Newborn a fitting antidote to man’s inhumanity to man

DAVID MORAA was born at 8am on Friday, weighing nearly eight pounds, to a happy mother and some 9,000 neighbours in a field.

Newborn a fitting antidote to man’s inhumanity to man

The Kenyan baby is among five born into the mass refugee camp in Nakuru, western Kenya, in recent days.

After just hours at a makeshift clinic in the camp without doctors, David’s mother Nora walked with her newborn son back to her remaining few belongings.

Having fled her home, Nora, her husband and her five children, as well as her newborn David, now live at Nakuru’s showgrounds. It’s also home to about 8,900 Luo tribespeople, supporters of opposition leader Raila Odinga.

“It was difficult especially as there are no delivery kits and I went into labour in the field,” explained the 35-year-old mother through a translator.

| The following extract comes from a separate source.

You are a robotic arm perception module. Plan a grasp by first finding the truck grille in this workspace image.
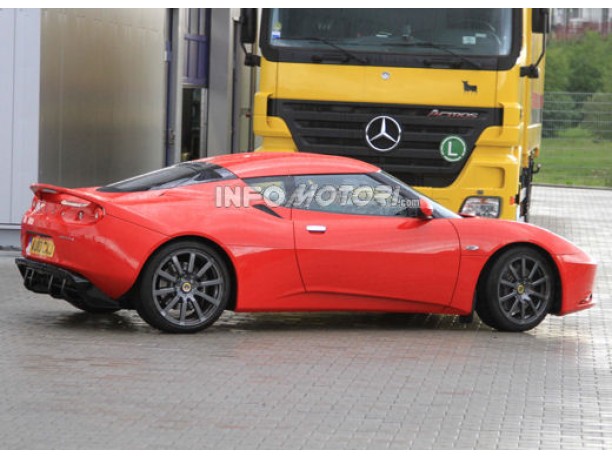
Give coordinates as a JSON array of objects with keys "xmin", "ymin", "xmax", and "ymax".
[{"xmin": 268, "ymin": 99, "xmax": 502, "ymax": 187}]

But the Moraa family are, in fact, lucky to be alive after being run out of their home in Londiani, 80km north of Nakuru.

“The house was burnt and we went to a Catholic church, but it became so hard, that’s why we came here,” added Ms Moraa.

Nurse Monica Muthoni, who helped deliver recent births at the Nakuru showgrounds camp, said helpers were “trying to improvise” without proper equipment and doctors.

The refugee camp is in addition to another on the other side of city at the sports stadium which is holding 9,400 Kikuyu refugees, supporters of re-elected President Mwai Kibaki.

NGOs and camp supervisors at Nakuru now estimate there are just over 52,000 people displaced or in refugee camps across 71 locations in the whole district.

Nakuru showground camp manager Jesse Njoroge stressed how volatile the situation was.

“The most urgent needs are accommodation, like tents, as well as medical supplies to treat the injured and qualified people use them.”

“We’re trying to run all over the place to get scraps, but it’s just not enough. We have people with arrow wounds and ones from pangas (machetes)” he said.

In the Luo refugee camp, there have been eight deaths in recent days following earlier injuries from ethnic clashes.

Only 100 police guard perimeters around the thousands of refugees, whose occupants include people who have fled from as far as Kisumu, more than 200km away.

Meanwhile, Nora Moraa has settled back down in the camp field with her newborn son, David.

Despite despairing conditions, the mother of six managed to joke.

“I think this is my last one,” she said.